Lecture du lundi 18 juillet 2022
REPUBLIQUE FRANCAISE

AU NOM DU PEUPLE FRANCAIS



Vu la procédure suivante :

L'association Ensemble pour la planète et l'association Sea Shepherd Nouvelle-Calédonie ont demandé au tribunal administratif de Nouvelle-Calédonie d'annuler la décision d'autorisation d'abattage de requins-tigres prise conjointement par la présidente de la province Sud de la Nouvelle-Calédonie et la maire de Nouméa.

Par un jugement du 11 mars 2021, le tribunal administratif de Nouvelle-Calédonie a rejeté leur demande. Par un arrêt du 17 mars 2022, enregistré le même jour au secrétariat du contentieux du Conseil d'Etat, la cour administrative d'appel de Paris a, sur appel de l'association Ensemble pour la planète, annulé ce jugement et transmis au Conseil d'Etat, sur le fondement de l'article 205 de la loi organique du 19 mars 1999 relative à la Nouvelle-Calédonie, le dossier de la requête pour examen de la question de savoir si, au regard des règles de compétences déterminées par les articles 20, 22 (10e) et 46 de cette loi, les provinces sont compétentes et, le cas échéant, dans quelles conditions, en matière de destruction des spécimens appartenant à des espèces marines protégées susceptibles de se déplacer indifféremment dans la zone économique exclusive et dans les eaux de la mer territoriale.

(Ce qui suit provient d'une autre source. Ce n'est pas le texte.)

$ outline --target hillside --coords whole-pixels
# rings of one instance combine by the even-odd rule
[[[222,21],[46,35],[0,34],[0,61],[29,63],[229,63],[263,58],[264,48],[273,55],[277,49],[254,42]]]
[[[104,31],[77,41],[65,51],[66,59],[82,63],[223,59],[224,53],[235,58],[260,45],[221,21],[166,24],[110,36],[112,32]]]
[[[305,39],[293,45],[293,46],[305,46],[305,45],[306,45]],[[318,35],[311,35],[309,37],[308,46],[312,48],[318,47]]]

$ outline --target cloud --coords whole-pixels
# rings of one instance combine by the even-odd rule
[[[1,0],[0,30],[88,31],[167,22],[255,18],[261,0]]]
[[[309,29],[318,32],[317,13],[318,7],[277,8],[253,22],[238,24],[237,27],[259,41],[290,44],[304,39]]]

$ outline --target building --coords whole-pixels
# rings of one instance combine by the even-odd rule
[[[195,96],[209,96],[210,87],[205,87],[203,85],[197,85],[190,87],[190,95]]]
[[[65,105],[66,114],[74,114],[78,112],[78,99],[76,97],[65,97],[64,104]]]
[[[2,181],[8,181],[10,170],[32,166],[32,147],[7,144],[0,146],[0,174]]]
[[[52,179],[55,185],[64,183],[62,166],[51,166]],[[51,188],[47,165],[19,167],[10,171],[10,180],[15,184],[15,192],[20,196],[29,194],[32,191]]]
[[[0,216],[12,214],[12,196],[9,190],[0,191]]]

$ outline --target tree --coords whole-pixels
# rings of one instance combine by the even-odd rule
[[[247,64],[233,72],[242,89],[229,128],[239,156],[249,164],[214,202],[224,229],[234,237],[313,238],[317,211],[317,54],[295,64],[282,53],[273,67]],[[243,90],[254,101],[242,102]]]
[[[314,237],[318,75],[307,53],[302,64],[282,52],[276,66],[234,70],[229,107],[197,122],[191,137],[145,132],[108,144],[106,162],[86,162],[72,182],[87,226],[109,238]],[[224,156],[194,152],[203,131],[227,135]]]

Vu les autres pièces du dossier.

Vu :

- la Constitution ;
- la loi organique n° 99-209 du 19 mars 1999 ;
- le code de justice administrative ;


Après avoir entendu en séance publique :

- le rapport de Mme Isabelle Lemesle, conseillère d'Etat,

- les conclusions de M. Laurent Domingo, rapporteur public ;


REND L'AVIS SUIVANT :

1. Aux termes de l'article 204 de la loi organique du 19 mars 1999 relative à la Nouvelle-Calédonie : " I. - Les actes (...) de l'assemblée de province, de son bureau et de son président mentionnés au II sont exécutoires de plein droit dès qu'il a été procédé à leur publication au Journal officiel de la Nouvelle-Calédonie ou à leur notification aux intéressés, ainsi qu'à leur transmission au haut-commissaire ou à son représentant dans la province, par le président du congrès, par le président de la commission permanente, par le président du sénat coutumier ou par le président de l'assemblée de province (...) : II. - Sont soumis aux dispositions du I les actes suivants : (...) /D. - Pour les assemblées de province :/ 2° Les décisions réglementaires et individuelles prises par leur président en application des articles 40, 173 et 174 (...) ". L'article 205 de la même loi organique dispose : " Lorsque le tribunal administratif est saisi d'un recours pour excès de pouvoir ou d'un recours en appréciation de légalité dirigé contre les actes mentionnés aux (...) 1° à 3° du D du II de l'article 204 et que ce recours est fondé sur un moyen sérieux invoquant l'inexacte application de la répartition des compétences entre l'Etat, la Nouvelle-Calédonie, les provinces et les communes ou que ce moyen est soulevé d'office, il transmet le dossier sans délai pour avis au Conseil d'Etat, par un jugement qui n'est susceptible d'aucun recours. Le Conseil d'Etat examine la question soulevée dans un délai de trois mois et il est sursis à toute décision sur le fond jusqu'à son avis ou, à défaut, jusqu'à l'expiration de ce délai. Le tribunal administratif statue dans un délai de deux mois à compter de la publication de l'avis au Journal officiel de la Nouvelle-Calédonie ou de l'expiration du délai imparti au Conseil d'Etat ".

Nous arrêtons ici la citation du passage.